Delivering solutions successfully to clients depends on knowing exactly what clients need, says Alan Shields.
Private banks have endured a significant downturn in revenue during the economic crisis. But when it comes to the question of what to do about it and how to restore revenue growth, agreement is harder to find. After several years of accelerating growth, the economic crisis brought growth in private banking to a sharp stop for most. Assets under management fell precipitously during 2008-09. At the same time, operating costs increased, as clients demanded more advice and firms tried to counter poor portfolio performance with greater levels of service.
Research from many sectors shows that placing clients at the centre of the business model pays dividends. While some recent reports have shown that the most profitable wealth managers have the lowest ratios of clients per relationship manager across each wealth segment, this is only part of the story. It is clear that relationship managers need time and space to build relationships and to grow to understand their clients’ (and their clients’ families’) needs, and to identify the best and most profitable ways to serve these needs. But as is often the case, there is a balance to be struck between too little service and too much, which eats into profitability. Client segmentation can be a useful tool to manage both the level and type of service.

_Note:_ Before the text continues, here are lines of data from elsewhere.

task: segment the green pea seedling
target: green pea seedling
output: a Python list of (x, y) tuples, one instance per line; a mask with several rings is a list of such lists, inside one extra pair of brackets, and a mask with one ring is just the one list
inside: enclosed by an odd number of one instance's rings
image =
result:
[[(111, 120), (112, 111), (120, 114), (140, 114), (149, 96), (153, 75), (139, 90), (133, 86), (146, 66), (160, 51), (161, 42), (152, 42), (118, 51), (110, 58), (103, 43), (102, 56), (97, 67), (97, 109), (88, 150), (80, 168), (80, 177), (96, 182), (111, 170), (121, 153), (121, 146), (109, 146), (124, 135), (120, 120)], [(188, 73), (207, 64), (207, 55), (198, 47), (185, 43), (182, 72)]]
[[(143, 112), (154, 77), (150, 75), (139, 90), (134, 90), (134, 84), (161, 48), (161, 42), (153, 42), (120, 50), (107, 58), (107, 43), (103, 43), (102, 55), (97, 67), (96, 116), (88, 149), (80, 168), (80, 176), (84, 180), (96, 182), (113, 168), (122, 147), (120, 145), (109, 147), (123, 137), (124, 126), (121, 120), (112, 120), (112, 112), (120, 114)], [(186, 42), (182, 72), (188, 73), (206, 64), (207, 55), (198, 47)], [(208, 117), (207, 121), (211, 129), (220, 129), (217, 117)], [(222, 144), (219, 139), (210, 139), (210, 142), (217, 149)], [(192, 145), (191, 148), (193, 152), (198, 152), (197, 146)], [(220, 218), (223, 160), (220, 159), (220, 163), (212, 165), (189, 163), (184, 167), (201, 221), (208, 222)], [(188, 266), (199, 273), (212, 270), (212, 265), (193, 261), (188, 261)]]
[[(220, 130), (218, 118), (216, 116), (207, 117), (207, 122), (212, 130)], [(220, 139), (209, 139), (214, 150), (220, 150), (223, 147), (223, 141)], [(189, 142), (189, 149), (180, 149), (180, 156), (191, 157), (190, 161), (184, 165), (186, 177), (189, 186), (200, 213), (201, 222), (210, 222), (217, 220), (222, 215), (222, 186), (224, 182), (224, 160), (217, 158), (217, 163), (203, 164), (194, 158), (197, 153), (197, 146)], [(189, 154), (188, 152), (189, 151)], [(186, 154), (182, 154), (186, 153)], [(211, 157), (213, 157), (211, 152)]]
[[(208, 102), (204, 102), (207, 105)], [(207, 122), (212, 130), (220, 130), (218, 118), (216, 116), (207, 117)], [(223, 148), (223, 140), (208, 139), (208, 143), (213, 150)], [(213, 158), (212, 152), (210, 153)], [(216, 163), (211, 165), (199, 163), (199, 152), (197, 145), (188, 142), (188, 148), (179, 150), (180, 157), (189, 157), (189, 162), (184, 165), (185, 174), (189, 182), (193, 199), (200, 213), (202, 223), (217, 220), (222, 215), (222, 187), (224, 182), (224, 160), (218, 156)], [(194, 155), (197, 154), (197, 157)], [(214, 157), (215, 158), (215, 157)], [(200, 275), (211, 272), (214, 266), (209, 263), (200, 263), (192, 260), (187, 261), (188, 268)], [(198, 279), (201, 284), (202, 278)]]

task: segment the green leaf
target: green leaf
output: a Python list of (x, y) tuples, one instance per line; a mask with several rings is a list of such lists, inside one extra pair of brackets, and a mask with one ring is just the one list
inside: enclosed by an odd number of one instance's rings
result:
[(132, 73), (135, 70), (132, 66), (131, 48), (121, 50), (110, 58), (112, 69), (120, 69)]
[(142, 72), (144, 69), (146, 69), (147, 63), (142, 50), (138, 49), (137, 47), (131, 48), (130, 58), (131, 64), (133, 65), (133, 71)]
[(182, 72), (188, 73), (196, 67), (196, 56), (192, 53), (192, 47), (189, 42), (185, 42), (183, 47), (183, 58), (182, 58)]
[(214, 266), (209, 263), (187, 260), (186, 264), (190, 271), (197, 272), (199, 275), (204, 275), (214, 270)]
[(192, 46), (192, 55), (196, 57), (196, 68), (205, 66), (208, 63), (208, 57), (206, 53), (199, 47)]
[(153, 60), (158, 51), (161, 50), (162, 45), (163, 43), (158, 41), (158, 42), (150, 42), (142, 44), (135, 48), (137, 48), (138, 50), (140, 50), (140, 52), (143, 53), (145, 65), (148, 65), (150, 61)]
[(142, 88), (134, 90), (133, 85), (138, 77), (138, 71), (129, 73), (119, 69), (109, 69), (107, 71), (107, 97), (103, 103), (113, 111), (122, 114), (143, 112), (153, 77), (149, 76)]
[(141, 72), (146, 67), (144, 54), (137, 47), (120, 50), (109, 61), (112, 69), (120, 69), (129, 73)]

Traditionally, private banks have segmented their client bases according to assets under management. It is easy to manage and to see which client belongs in which segment, and it is intuitively simple to assign greater levels of service to the wealthier clients who provide more income. But where a large proportion of income comes from fees, it may not be an ideal indicator of revenue. If applied without subtlety, and without a view to potential assets, it can cause relationship managers (RMs) to under-service clients to whom it might be beneficial to give more time and service – perhaps those with high net worth who have only a proportion of their money with the bank; or those who may be moving quickly up the wealth scale, whether they be high earners, business owners about to sell up, or heirs about to inherit.
On the other hand, it can also lead to overservicing if RMs find themselves expected to provide the same levels of service they give to the leader of a wealthy family to other members of the family who may not have such significant assets under management (AUM). The financial crisis underlined the vulnerability of service models that fail to align client value with actual cost-to-serve in a detailed and sensitive way. Recent research shows that leading firms have begun to supplement the simplistic segmentation by AUM with more sophisticated models that use detailed knowledge about clients to provide a more carefully calibrated service model matching revenue to service. While AUM and potential AUM provide part of the picture, much can be learned from banks that have pioneered the use of other forms of segmentation.
It is becoming increasingly common to segment and serve on the basis of the source of wealth, assuming that those within each of the groups – such as entrepreneurs, business executives, financial professionals and inheritors – will have similar needs. While this approach makes obvious sense at certain times – for example, when organising meet-and-greets for client groups – it is by no means obvious that simply because two clients share a similar source of wealth they will also share other needs and attitudes. Another approach that’s becoming more popular is to segment and serve based on geographical origin; so we see increasing numbers of teams set up to serve, for example, wealthy Indians abroad, or indeed the internationallymobile wealthy of any nation. The value of this approach is that it allows private banks to team up their clients with RMs who speak their language – not only literally, but in the sense of a shared culture and shared values and attitudes to wealth.
The most sophisticated approach involves gathering information directly from clients and segmenting them according to what they reveal about themselves and their needs. Some of the questions that private banks can ask their clients in order to develop their segmentation models include:
- Confidence: How confident are you in your own financial knowledge and skills? And how much advice do you feel you need?
- Complexity of needs: How complex do you feel your financial situation and needs are?
- Value placed on expertise: What value do you place on expert financial advice and how willing are you to pay for it?
- Engagement: How interested are you in wealth? How often do you check on the performance of your investments and what sources of information do you use?
The answers to questions such as these – when cross-referenced with existing product holdings, value and cost-to-serve information – can help private banks to identify both how much to serve the client and in what ways the clients’ needs can most profitably be met, and provide relationship managers with the tools they need to do the job.